Colonel Ivan Sharkov, head of the department of labor adaptation of convicts of the GUFSIN of Russia in the Sverdlovsk region:

– Colonies may well take place IKEA. If we compare furniture – we have better quality and lower prices. We are not businessmen.

Everything is clear, in a military way! And then all sorts of businessmen go around begging: give subsidies, reduce taxes and get rid of inspections … Here it is, the recipe for import substitution, leading to prosperity!
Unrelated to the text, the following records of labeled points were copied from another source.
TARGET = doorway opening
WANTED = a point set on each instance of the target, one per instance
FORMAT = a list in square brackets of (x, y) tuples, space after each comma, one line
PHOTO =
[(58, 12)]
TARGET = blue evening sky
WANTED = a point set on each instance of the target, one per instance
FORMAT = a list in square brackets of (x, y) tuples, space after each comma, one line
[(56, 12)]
And how many problems can be solved in one fell swoop. Our colonies are pantries of talents that can cut not only backgammon! How many smart entrepreneurs, experienced managers are sitting there – they can organize production, keep accounts, and arrange sales. Sideltsy – IT specialists will come up with a new Windows and Office for us. Prisoners with technical education will invent Russian Mercedes and Tesla. All the rest, whose hands grow from where they should, will sew clothes to replace Zara and H&M (they will be called Nara and Z&K). Well, furniture, of course, as without it. And at the same time they will learn how to sew IKEA sharks – only not blue, like the Swedes, but in black and white stripes.

You can be sarcastic here for a long time, but you can’t help but notice: the words of the prison commanders are partly true. In Russian prisons, they really produce a lot – from furniture to food, from toys to clothes. The inmates receive money for this, and for hard work they have a chance for parole. Many here will also remember the USSR, where a huge share of logging, construction in remote areas, furniture making, sewing, and much more lay on the shoulders of convicts.
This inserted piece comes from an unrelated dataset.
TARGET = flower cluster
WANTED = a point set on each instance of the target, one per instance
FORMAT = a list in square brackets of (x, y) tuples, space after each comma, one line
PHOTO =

Yes, but the task of the country now is not to release more of all sorts of things by the hands of prisoners, otherwise we will have nothing to wear and nothing to sit on (in a good sense of the word). The task is not to drop the bar too much and produce truly competitive products in the current difficult conditions by any means and resources. And in the modern world, only merchants can create a quality product, and only under conditions of competition, not coercion. That’s how the economy works on this side of the barbed wire.
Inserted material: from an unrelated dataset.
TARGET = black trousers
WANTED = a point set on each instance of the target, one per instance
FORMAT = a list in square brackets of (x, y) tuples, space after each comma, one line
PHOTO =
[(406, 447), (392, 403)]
It is clear that in many respects the statements of the Ural Ufsinovites are nothing more than a tribute to the strange fashion of recent months. When bureaucratic hooting rushes after the departing companies from all sides: get down, we will do better, cheaper, more beautiful! And under these cries, we are moving the whole country from the twenty-first century to the twentieth. Because of the sanctions, we change to cars without airbags and anti-lock brakes. We are getting ready to fly the Il-96 and Tu-214, which 20-30 years ago lost the competition to more modern aircraft.

Of course, no one questions the need for corrective labor. It is important to keep the convicts busy with something, so that they are in business, and not just on social security. But if we want to deploy our import-substituting aircraft flying into the past, then let everyone mind their own business. To replace IKEA and other leaders of capitalist production should certainly not be colonies, but free (in every sense of the word) business.